One way you can do this that doesn't involve customized loss functions is by augmenting your data with "fake data" that reflects your prior beliefs about the data points. The augmented data consists of some data points with the same values for the features as the data points for which you have prior beliefs and, in this case, 50% "0" values and 50% "1" values for the response variable. The number of augmented data points depends on the strength of your prior beliefs; for example, a prior belief of a probability of 50% with a standard deviation of 0.05 corresponds to the mean and standard deviation of 100 draws from a bernoulli distribution with $p=0.5$. For each such data point, we would replicate the features 100 times and make the corresponding target variable values equal to 50 zeroes and 50 ones.
An example follows:
library(data.table)
x1 <- rnorm(100)
x2 <- rnorm(100)
x3 <- rnorm(100)
p <- exp(x1 + x2 + x3)/(1 + exp(x1+x2+x3))
y <- rbinom(100, 1, p)
df <- data.table(y=y, x1=x1, x2=x2, x3=x3, p=p)
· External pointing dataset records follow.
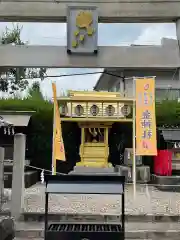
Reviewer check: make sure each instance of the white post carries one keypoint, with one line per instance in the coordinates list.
(17, 201)
(134, 138)
(1, 175)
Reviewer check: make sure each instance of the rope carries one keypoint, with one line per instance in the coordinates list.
(146, 185)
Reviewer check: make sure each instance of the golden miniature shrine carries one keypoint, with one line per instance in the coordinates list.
(95, 112)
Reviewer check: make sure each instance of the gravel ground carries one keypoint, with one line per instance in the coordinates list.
(148, 201)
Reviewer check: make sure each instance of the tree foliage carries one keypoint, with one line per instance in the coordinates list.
(15, 79)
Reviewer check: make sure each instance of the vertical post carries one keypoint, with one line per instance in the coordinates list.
(17, 202)
(134, 137)
(178, 40)
(53, 145)
(1, 176)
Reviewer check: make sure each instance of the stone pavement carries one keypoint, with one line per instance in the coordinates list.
(148, 200)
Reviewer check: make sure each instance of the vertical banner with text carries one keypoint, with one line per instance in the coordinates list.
(146, 143)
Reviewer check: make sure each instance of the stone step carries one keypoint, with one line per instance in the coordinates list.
(141, 230)
(30, 178)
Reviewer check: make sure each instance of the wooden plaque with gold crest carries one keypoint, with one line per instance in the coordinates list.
(82, 28)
setkey(df, p) # orders the data frame by the variable p
m1 <- glm(y ~ x1 + x2 + x3, family="binomial", data=df)
df$predict <- predict(m1, type="response")
# Assume data points 45 - 55 are believed to have probability = 0.5
# with an sd of 0.05 - corresponding to a Binomial(100, 0.5) dist'n
df2 <- df
for (i in 45:55) {
fake_y <- c(rep(0, 50), rep(1, 50))
fake_data <- data.table(y = fake_y, x1 = df$x1[i],
x2 = df$x2[i], x3=df$x3[i], p=0.5, predict=NA)
df2 <- rbind(df2, fake_data)
}
m2 <- glm(y~x1+x2+x3, family="binomial", data=df2)
df2$augmented_predict <- predict(m2, type="response")
Comparing the model parameters shows us there's been a substantial change:
> summary(m1) # original model
... stuff ...
Coefficients:
Estimate Std. Error z value Pr(>|z|)
(Intercept) 0.3210 0.2711 1.184 0.236499
x1 1.5915 0.4166 3.820 0.000133 ***
x2 1.0751 0.2884 3.728 0.000193 ***
x3 1.1683 0.3407 3.429 0.000606 ***
> summary(m2) # model with augmented data
... stuff ...
Coefficients:
Estimate Std. Error z value Pr(>|z|)
(Intercept) 0.04269 0.06005 0.711 0.477
x1 0.93603 0.19525 4.794 1.64e-06 ***
x2 0.91351 0.19149 4.770 1.84e-06 ***
x3 0.90534 0.19213 4.712 2.45e-06 ***
Signif. codes: 0 ‘*’ 0.001 ‘’ 0.01 ‘*’ 0.05 ‘.’ 0.1 ‘ ’ 1
... and the values of the predictions for rows 45 - 55:
> df2[45:55, .(predict, augmented_predict)]
predict augmented_predict
1: 0.3953809 0.4566122
2: 0.4422332 0.4628846
3: 0.5301502 0.4740564
4: 0.5512260 0.4767186
5: 0.5861047 0.4869965
6: 0.7030460 0.5044203
7: 0.5987784 0.5128722
8: 0.6199068 0.5262623
9: 0.6037670 0.5322686
10: 0.4932125 0.5415195
11: 0.6537622 0.5553389
You do have to be careful about this, however. In this case, we have 100 "original" data points and 1,100 "fake" data points, so our results are driven mostly by our (very strong in toto) prior beliefs. Is our prior information really equivalent to observing 1100 data points? In this example it is, but not likely in the real world. A little humility about how much we know goes a long way!
Note that this approach can (not "should") also be taken in other contexts, e.g., ridge regression can be estimated with augmented data and OLS.